Reflection by Jacquie Boughner
Artist: Tom Krysiak
Title: ‘Cross’
Edited interview from L’Arche Canada ‘Human Future’ Spring 2012
Beth Porter: You have been drawn to the art of the people who have intellectual disabilities in L’Arche. What attracts you?
Jacquie Boughner: All art is an extension of the body, and the body is something L’Arche understands, simply because the people of L’Arche often live with bodily limitations or need help caring for their bodies. I heard a choreographer once describe the act of creating as “the body in a free fall and then being caught”— that sensation of letting go and trusting. We don’t intellectualize this work as a narrative — we physically feel it as a gesture. L’Arche artists know and celebrate this, allowing the deepest impulse of our human reality to happen, to be expressed in creativity. To be creative is a part of being human. There is a freedom and truthfulness in their art.
BP: Is the art of people with intellectual disabilities different then, from other art?
JB: In art there is the indefinable that makes a work breathe. It’s a kind of mysterious tension between head and heart that gives life. The art of L’Arche is all about this breath and life that is found in the gesture of the body, by the act of painting, or drawing a line with immediacy, intensity. It represents a commitment to living fully in the moment.
BP: Was there a moment when you began to notice the art of L’Arche members?
JB: I walked into the Craft Studio at L’Arche Daybreak and there was a display of Tom Krysiak’s ceramic crosses. There were colorful, cartoon-like characters pinned to each cross. One looked like Homer Simpson with a big, red, bleeding heart, and another had a ten gallon cowboy hat and a handle-bar mustache. I was mesmerized, confounded and shocked. My first thought was, “Is this blasphemy? Can it actually be religious art?” I have seen similar art objects, in a secular, ironic context—art objects created to outrage by using religious symbols in unorthodox contexts. Tom’s crosses were not done to be ironic or controversial. They came from the heart, from his lived experience. Homer Simpson is a familiar friend, a human-like character present in our lives—and Tom presented him in a very human body experiencing the cross—a raw, incarnated, bleeding and broken body. I couldn’t stop looking at Tom’s crosses, so I bought them all and took them home with me. Every few days I would look at them. Art is a relationship – you have to spend time with it and wait for it to tell you its story. The process of art is completed in the viewer.

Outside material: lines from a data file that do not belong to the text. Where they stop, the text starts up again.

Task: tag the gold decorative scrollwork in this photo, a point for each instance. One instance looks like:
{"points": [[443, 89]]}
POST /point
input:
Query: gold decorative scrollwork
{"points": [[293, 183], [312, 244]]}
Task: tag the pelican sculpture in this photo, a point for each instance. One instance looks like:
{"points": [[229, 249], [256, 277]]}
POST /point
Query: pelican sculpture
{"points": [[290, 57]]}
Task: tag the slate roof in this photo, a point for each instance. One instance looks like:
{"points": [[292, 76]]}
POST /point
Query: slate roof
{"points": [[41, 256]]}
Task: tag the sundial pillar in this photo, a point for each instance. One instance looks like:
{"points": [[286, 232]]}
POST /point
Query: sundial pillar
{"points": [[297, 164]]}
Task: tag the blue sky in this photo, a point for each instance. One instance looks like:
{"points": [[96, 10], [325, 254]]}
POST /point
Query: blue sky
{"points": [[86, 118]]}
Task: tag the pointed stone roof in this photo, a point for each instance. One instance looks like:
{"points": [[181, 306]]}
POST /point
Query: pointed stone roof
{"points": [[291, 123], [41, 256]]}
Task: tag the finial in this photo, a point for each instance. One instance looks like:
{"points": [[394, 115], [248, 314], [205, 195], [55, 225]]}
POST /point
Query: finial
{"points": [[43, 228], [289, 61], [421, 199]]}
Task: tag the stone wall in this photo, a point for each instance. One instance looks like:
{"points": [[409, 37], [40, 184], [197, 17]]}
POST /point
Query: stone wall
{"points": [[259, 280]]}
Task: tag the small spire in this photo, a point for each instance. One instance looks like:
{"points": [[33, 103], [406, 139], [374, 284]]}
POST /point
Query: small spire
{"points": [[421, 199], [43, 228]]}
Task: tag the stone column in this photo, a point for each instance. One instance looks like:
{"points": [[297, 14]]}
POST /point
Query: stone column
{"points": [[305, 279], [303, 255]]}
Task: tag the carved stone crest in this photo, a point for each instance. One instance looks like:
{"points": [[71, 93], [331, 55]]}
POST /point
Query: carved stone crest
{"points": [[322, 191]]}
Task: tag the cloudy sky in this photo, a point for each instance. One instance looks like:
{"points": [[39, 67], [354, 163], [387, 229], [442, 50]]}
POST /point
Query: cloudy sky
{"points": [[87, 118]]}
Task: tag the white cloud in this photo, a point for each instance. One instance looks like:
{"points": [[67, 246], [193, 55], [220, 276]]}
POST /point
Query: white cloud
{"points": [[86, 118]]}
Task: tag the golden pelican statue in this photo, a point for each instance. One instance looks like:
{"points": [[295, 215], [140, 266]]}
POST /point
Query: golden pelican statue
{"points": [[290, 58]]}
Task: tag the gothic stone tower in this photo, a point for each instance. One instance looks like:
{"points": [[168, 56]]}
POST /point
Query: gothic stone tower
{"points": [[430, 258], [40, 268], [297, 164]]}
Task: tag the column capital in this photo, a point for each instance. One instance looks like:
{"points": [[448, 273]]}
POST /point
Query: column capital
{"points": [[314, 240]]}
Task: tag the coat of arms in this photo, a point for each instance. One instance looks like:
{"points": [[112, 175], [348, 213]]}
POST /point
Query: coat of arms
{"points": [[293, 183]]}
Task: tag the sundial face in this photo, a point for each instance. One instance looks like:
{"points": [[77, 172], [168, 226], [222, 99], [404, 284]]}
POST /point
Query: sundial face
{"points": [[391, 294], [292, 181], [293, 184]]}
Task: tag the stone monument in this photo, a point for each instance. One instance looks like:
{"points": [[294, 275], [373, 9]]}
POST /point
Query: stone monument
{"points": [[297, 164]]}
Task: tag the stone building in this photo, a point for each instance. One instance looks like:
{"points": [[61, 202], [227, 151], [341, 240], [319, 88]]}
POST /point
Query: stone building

I came to understand that these crosses were theologically accurate, aesthetically profound, and deeply confirming of the mystery of the cross— and of life. Perhaps the most significant religious art in this secular world, is produced by those who experience the cross everyday—the other, the outsider, the disadvantaged. In our day, perhaps the religious art that will fill us with awe and wonder is the art that is an expression of vulnerability, by those who are vulnerable.
When this work touches us so deeply, so physically, it confronts us with the essential questions for our human survival—What does ‘being human’ mean? How are we to live this meaning personally in our human community? By the appearance of rule breaking, they redefine and reaffirm the gift of art and the life that it brings.
Their work embodies the innate human response and desire to create a personal, physical mark—a prophetic gesture holding our fragile human identity in the strength of an intentional creative act – it is a way of ‘knowing’.
We are privileged to have artists in L’Arche who have the ability to confound us.
Jacquie Boughner is a professional artist, member of the L’Arche International Stewardship Board, member of L’Arche Daybreak and curator of the L’Arche International 50th Jubilee On-line Art Exhibition.